Filière commerciale transversale, la supply chain est entièrement bouleversée par l'émergence de nouvelles technologies et de problématiques d'ordre mondial. Lors du Sommet du droit en entreprise organisé le 26 janvier dernier, deux spécialistes du droit en entreprise ont débattu des évolutions juridiques qui touchent les chaînes logistiques, aujourd'hui prises en étau entre rapidité et sécurité.

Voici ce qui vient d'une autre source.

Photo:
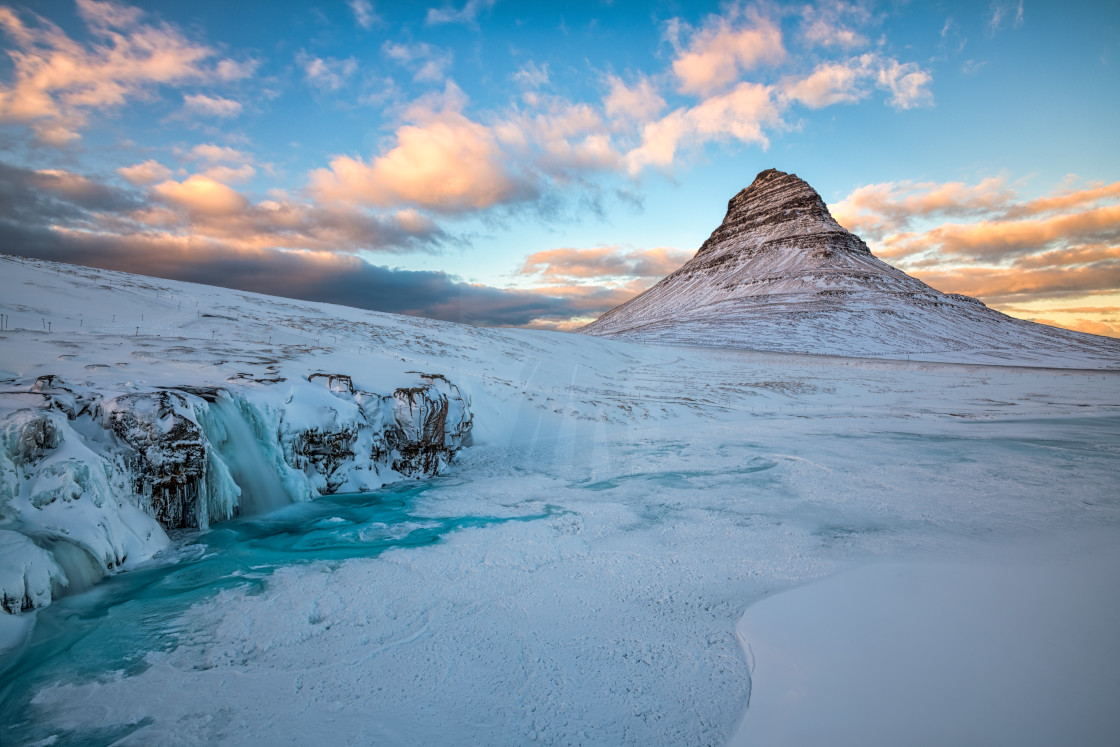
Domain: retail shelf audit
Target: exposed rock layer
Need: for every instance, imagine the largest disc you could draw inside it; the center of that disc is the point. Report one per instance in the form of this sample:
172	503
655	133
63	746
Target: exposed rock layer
780	273
99	477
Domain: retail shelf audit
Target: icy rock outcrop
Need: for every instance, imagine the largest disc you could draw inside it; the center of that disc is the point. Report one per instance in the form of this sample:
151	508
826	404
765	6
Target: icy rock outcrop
352	440
27	573
780	273
90	481
171	454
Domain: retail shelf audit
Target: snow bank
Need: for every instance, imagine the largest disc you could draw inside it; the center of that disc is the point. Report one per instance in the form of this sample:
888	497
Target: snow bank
1022	651
95	477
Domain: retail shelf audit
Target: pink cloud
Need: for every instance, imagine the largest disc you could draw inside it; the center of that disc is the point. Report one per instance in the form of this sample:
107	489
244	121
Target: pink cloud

Pour approfondir ce sujet, vous pouvez visionner la vidéo de la table-ronde organisée lors du Sommet du droit en entreprise 2021 :

De la solidité de la supply chain dépend le fonctionnement mondial du commerce, tous secteurs confondus. Cet ensemble de maillons de la logistique d'approvisionnement regroupe les achats, la gestion des stocks, la manutention, le stockage, la distribution, la livraison… Entre la globalisation des échanges commerciaux et la nécessité de diminuer les délais de livraison, l'enjeu de la filière de la supply chain est de trouver un équilibre entre sécurité et qualité, équilibre dont la recherche ne peut se faire qu’en intégrant certaines contraintes juridiques. Les regards se tournent dès lors vers le juriste d’entreprise.

Un gage de qualité

La performance d'une supply chain tient à la bonne organisation existant entre les différents acteurs du circuit d’approvisionnement d’une marchandise. "Il existe une panoplie de dispositions à intégrer dans un contrat, comme les pénalités de retard, les garanties à mettre en place, les conditions de résiliation du contrat, celles de mise en jeu de la responsabilité des parties prenantes, les contrats d’assurance, etc., explique le spécialiste du droit des assurances Christophe Wucher-North, associé du cabinet DAC Beachcroft. Dès lors, la mission de l'avocat doit dépasser la rédaction du contrat pour inscrire la prestation de chacun au sein d'un service global et organisé". La difficulté première de la supply chain est en effet le nombre important de ses intervenants. "Il y a des secteurs qui comptent naturellement un grand nombre d'affiliés, comme celui de l'aéronautique où chaque pièce peut être conçue, produite puis assemblée dans des pays différents. Sauf qu’aujourd’hui, n’importe quel secteur est concerné par la démocratisation du commerce en ligne", précise l'avocat. Autrement dit, les problématiques liées aux chaînes d’approvisionnement de l’industrie se sont dupliquées à l’ensemble du commerce, augmentant le niveau d’exigence de la qualité des intermédiaires.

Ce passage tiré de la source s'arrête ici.